Photo: Saint Luke Drawing the Virgin, Rogier van der Weyden, c1435–40

‘Could some meek little poppet have coped with what I had to cope with?’

Something about Mary: Simon Webb imagines a scene

‘Could some meek little poppet have coped with what I had to cope with?’

by Simon Webb 7th March 2025

The Durham Quaker Bible group is looking at the figure of Mary, the mother of Jesus. One of our number, who knows his way round the Good Book, took us through the mentions of this celebrated lady in the New Testament. 

It did not take long: there are very few. With so little information, it seems impossible to get a comprehensive idea of the girl from Nazareth, yet centuries of tradition and interpretation have given us a sort of virgin goddess – a character who, I would suggest, would be quite alien to either Mary’s or Jesus’s Jewish contemporaries.

Thinking aloud in the Bible group, I imagined a variation on one of the less familiar depictions of Mary: Saint Luke Drawing the Virgin by the Dutch artist Rogier van der Weyden. In this marvellous rendering (left), Luke (said to be an artist and physician as well as a gospel-writer) kneels awkwardly, sketchbook in hand, before a shy Virgin, her eyes downcast.

I am imagining both of them older, living in the aftermath of the crucifixion, resurrection and ascension. Mary, embittered by the way the world treated her son, has so much to say to her sainted draughtsman. ‘Because I was a young girl, you had to make me meek and mild. Could some meek little poppet have coped with what I had to cope with?’ (I’ve been reading a lot of George Bernard Shaw lately, and in my imagination this Mary has become something of a Shavian heroine.) 

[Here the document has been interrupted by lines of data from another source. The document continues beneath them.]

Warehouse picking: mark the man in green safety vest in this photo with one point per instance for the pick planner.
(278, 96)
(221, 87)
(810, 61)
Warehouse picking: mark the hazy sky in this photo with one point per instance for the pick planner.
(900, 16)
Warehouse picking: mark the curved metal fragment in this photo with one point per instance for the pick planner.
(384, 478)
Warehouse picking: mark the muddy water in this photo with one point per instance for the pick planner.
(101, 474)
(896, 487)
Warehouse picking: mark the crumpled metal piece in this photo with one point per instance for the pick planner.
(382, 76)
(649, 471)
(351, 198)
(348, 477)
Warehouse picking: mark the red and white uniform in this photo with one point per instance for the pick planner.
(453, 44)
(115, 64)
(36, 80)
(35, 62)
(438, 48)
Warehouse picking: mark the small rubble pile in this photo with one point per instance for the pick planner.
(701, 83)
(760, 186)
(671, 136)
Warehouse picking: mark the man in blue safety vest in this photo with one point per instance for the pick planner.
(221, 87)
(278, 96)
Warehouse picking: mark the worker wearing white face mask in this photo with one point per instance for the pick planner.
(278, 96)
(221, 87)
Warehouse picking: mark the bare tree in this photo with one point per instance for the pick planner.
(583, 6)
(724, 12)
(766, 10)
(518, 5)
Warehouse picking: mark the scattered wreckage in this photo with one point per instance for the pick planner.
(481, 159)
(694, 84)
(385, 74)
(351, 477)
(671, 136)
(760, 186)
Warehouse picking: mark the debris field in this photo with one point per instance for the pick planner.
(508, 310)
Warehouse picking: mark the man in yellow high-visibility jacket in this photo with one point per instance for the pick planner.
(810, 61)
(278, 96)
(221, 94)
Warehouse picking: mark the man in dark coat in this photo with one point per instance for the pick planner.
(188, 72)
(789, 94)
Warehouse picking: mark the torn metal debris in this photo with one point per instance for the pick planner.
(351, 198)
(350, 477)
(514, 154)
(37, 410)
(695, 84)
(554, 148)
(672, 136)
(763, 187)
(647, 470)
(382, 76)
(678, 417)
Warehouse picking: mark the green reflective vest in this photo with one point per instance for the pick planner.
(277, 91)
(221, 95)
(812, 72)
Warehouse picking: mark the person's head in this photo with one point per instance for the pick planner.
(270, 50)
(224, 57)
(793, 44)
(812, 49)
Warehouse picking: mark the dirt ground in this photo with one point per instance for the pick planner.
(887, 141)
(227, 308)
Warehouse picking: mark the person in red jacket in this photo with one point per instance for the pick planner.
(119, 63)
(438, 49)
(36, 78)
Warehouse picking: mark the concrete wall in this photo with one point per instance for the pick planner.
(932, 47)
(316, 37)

‘And what’s all this obsession with virginity?’ she goes on. ‘Why should I have been ashamed to give myself to the man I was to marry? How do you imagine my son could be in David’s line if his father was your angel Gabriel? It’s in the name – “angel” means “messenger”. They don’t impregnate us, they talk to us!’

‘But, my lady,’ says Luke, abashed, ‘I only wanted to exalt you…’

‘You exalted nothing but some bizarre metaphysics. What you exalted was not me, but a chimera. You turned me into one of your pagan statues – a cold marble maiden. And now they all worship me, and not God!’

‘You are an inspiration to people everywhere,’ Luke complains.

‘I am an aspiration,’ Mary counters. ‘Now men aspire to marry wilting virgins, and women try to deny themselves. How dare you make me the focus of all this folly? Do you think the kingdom my son talked about is going to be helped into existence by china dolls?’ 

Mary’s sudden silence is even more disturbing to Luke than her speech. He only pretends to go on painting. At least now her lips are still. But they are set in a discontented shape. How can he paint them like that? He sets the brush down, and looks afresh at the strong, wiry, middle-aged woman in front of him. His picture is nothing like her, he realises. For a second, his inner eye glimpses the possibility of a strange, harsh new kind of art, that could show her as she really is.